Many customers integrate external systems with Airflow that have no native sensor support. By leveraging this sensor to monitor an Amazon DynamoDB table for status updates from a third-party system, you can synchronize and control the execution of your workflow based on the availability, readiness, or completion of external processes or data sources.
This technique can be helpful in various real-world use cases. Here are a couple of examples:
- Equipment or Machinery Monitoring: Suppose you have a workflow that depends on the operational status of equipment or machinery. The equipment may write its status to a DynamoDB table, indicating whether it is online, offline, in use, or idle. By using a this sensor to monitor a specific table item attribute value, you can ensure that the workflow only proceeds when the equipment is in the desired state. This can be useful in manufacturing, industrial automation, or facility management scenarios.
- Job or Task Completion Tracking: In scenarios where long-running tasks or jobs are executed, you can record their status in DynamoDB. Use this sensor to monitor the completion of these tasks. For instance, if you have a workflow that relies on the successful execution of a batch job or data processing task that is not native to AWS, the custom sensor can check the job’s status in the DynamoDB table and proceed accordingly, either triggering downstream tasks or handling potential errors.
- Inventory Level Monitoring: Consider a company that uses an external inventory management system to keep track of their products. The inventory management system does not have any built-in Airflow sensor support, and the company needs to monitor the inventory levels to trigger certain workflows. In this case, the DynamoDB value sensor can be used to track the inventory levels in the external system. The sensor can be programmed to check the inventory levels at regular intervals and trigger the workflow if the inventory hits zero. By using the DynamoDB value sensor, the company can integrate their external system with Airflow and leverage the platform’s benefits, such as automated workflows, scheduling, and monitoring. This can lead to increased efficiency, reduced errors, and better visibility into the inventory levels of the company’s products.
How it works
This sensor will allow you to wait for an attribute value to be present for an item in a DynamoDB table. To use it, have your external system write a value to a DynamoDB item, (e.g. done
) The next time the sensor polls the item and finds the expected value, the sensor will return true
. This will allow your DAG to continue with its execution.
This sensor is part of the Amazon provider for Airflow. Instructions to install it can be found here.
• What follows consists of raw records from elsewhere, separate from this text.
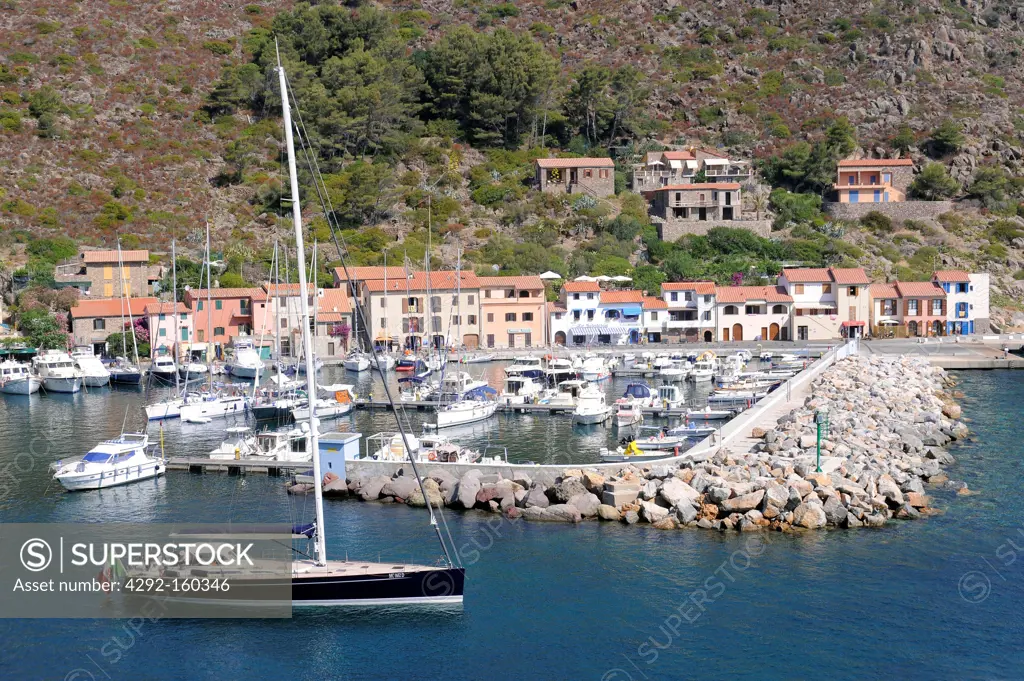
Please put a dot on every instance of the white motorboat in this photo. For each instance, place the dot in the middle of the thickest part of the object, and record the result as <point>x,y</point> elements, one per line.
<point>94,374</point>
<point>426,448</point>
<point>466,411</point>
<point>595,370</point>
<point>525,366</point>
<point>592,407</point>
<point>246,360</point>
<point>57,372</point>
<point>212,406</point>
<point>519,390</point>
<point>629,408</point>
<point>708,414</point>
<point>114,462</point>
<point>16,379</point>
<point>567,393</point>
<point>458,385</point>
<point>292,444</point>
<point>356,362</point>
<point>164,368</point>
<point>383,362</point>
You must useapache-airflow-providers-amazon
version 8.0.0 or higher.
Example DAG
In this example, we’ll simulate some external system that runs jobs, upon whose completion our DAG needs to wait.
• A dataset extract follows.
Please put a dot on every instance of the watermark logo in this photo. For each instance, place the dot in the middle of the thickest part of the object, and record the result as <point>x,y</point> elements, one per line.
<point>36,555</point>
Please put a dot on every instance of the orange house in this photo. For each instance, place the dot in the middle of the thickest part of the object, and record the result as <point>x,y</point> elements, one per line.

To use this example, you’ll need to create a DynamoDB table for the sensor to monitor:
aws dynamodb create-table \
--table-name sensor-table \
--attribute-definitions AttributeName=pk,AttributeType=S \
--key-schema AttributeName=pk,KeyType=HASH \
--billing-mode PAY_PER_REQUEST
Once the table is done provisioning, set the status of a job to started
:
aws dynamodb put-item --table-name sensor-table \
--item '{"pk": {"S": "job1234"}, "status": {"S": "started"}}'
Here is the complete example DAG demonstrating the usage of DynamoDBValueSensor:
from datetime import datetime
from airflow import DAG
from airflow.operators.bash import BashOperator
from airflow.providers.amazon.aws.sensors.dynamodb import DynamoDBValueSensor
with DAG(
dag_id="dynamodb_value_sensor_blog",
schedule="@once",
start_date=datetime(2023, 4, 1),
catchup=False,
tags=["example"],
) as dag:
t1 = BashOperator(task_id="task1", bash_command="echo task 1")
dynamodb_sensor = DynamoDBValueSensor(
task_id="waiting_for_dynamodb_item_value",
poke_interval=30,
timeout=120,
retries=10,
table_name="sensor-table",
partition_key_name="pk",
partition_key_value="job1234",
attribute_name="status",
attribute_value="done",
)
t2 = BashOperator(task_id="task2", bash_command="echo task 2")
t1 >> dynamodb_sensor >> t2
Start the DAG, and observe that the processing stops after task1
. The DAG will remain in this state, pending the update of the DynamoDB item’s value to done.
Set the status of the job to done
:
aws dynamodb put-item --table-name sensor-table \
--item '{"pk": {"S": "job1234"}, "status": {"S": "done"}}'
The DAG will then run to completion after the sensor polls DynamoDB again.